Düşkıranlar / Tekelci Burjuva Kültürü Üzerine İncelemeler – B. Sadık Albayrak

Düşkıranlarİnsanın eylemi içinde düşlerin yeri önemli; insan, gerçekliği güzelleştirmek ve değiştirmek için olması gerekeni düşler, düşünür ve harekete geçer. Zengin düşler için zengin bir kültür birikimine ihtiyaç var. Bu kitaptaki incelemelerde, insanlığın kültür sorunu ele alınıyor. Günümüz toplumunda insanlık alabildiğine kısıtlanmıştır. Kültür de, insanın varoluş koşulları olarak bu kısıtlamanın sınırları altındadır. Tekellerin hakim olduğu bir dünya, insanı fabrikasyon mamullerin yanı sıra, fabrikasyon fikirlerin, duyguların ve imgelerin müşterisine çevirmiştir. Tekellerin kültürünü üretenler ve yaygınlaştıranlar “düşkıranlardır”.
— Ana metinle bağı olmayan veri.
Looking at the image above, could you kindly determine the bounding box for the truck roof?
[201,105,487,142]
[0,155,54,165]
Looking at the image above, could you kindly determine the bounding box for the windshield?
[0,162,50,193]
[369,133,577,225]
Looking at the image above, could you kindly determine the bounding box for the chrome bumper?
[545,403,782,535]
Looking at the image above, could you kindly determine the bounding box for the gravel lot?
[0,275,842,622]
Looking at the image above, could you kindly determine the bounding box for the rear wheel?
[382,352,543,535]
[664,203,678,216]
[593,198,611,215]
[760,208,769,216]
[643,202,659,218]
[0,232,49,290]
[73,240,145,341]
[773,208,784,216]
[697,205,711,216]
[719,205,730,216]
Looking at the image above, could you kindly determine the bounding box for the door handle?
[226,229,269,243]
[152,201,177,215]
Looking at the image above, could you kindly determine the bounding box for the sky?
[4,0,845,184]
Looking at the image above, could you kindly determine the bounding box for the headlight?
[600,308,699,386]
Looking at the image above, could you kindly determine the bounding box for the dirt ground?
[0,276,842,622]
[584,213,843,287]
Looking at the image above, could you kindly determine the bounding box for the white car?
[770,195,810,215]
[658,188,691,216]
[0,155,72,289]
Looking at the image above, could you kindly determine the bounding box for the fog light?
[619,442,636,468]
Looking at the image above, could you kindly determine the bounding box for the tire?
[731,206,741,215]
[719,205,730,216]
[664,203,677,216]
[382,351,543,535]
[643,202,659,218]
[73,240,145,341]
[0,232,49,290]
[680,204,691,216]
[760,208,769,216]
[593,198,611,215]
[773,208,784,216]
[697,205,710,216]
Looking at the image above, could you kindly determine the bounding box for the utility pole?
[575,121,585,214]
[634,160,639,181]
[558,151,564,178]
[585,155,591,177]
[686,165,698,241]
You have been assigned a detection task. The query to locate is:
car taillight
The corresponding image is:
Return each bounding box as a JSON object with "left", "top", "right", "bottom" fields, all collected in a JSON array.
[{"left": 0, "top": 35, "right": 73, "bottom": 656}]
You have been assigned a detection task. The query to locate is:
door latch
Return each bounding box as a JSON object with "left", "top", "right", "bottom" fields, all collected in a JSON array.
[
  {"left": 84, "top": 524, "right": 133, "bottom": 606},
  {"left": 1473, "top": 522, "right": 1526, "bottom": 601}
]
Televizyon, düşkıranların başta gelen araçlarından biri; içerdiği müzik, sinema, dizi film, haber programlarıyla topyekûn bir düşkırıcısıdır. Gündüz üretimde esir edilen emekçi, gece televizyon karanlığında uyutulmaktadır. Tekellerin kültür sanat kuşatması altında yaşayan insan, kendi yaşamına ve ihtiyaçlarına yabancılaşmıştır. İnsanın kendini görebileceği, yaşamını bulabileceği, özgürlüğünü duyumsayabileceği gerçekçi bir sanata ihtiyacı vardır. Tekellerin ortaçağındayız, karanlıktayız. Yollar bozulmuş, insanlar arasında toplumsal ortaklıklar dağıtılmış, düşlerin uzak yıldızları karartılmış, çıkışı arıyoruz. Düşkıranlar’da, “düşkıranlara” karşı yirmi yıldan beri süren bir savaşın güncesini okuyorsunuz; edebiyet cephesindeyiz. Estetik kalkışmanın en köklüsünün yolundayız. Düşkıranlar’ı alt etmek için en yıkıcı eleştirmeni, Devrim’i arıyoruz.arıyoruz.
(Tanıtım Bülteninden)

Bizim Sadık Albayrak – Güzella Bayındır
Düşkıranlara savaş açmış B. Sadık Albayrak’ın yeniden basılan kitabı hakkında yazmak için oturup kalkıyorum. Kalkıp yeniden oturuyorum. Kitaplarını evirip çeviriyor, yeniden oturup kalkıyorum.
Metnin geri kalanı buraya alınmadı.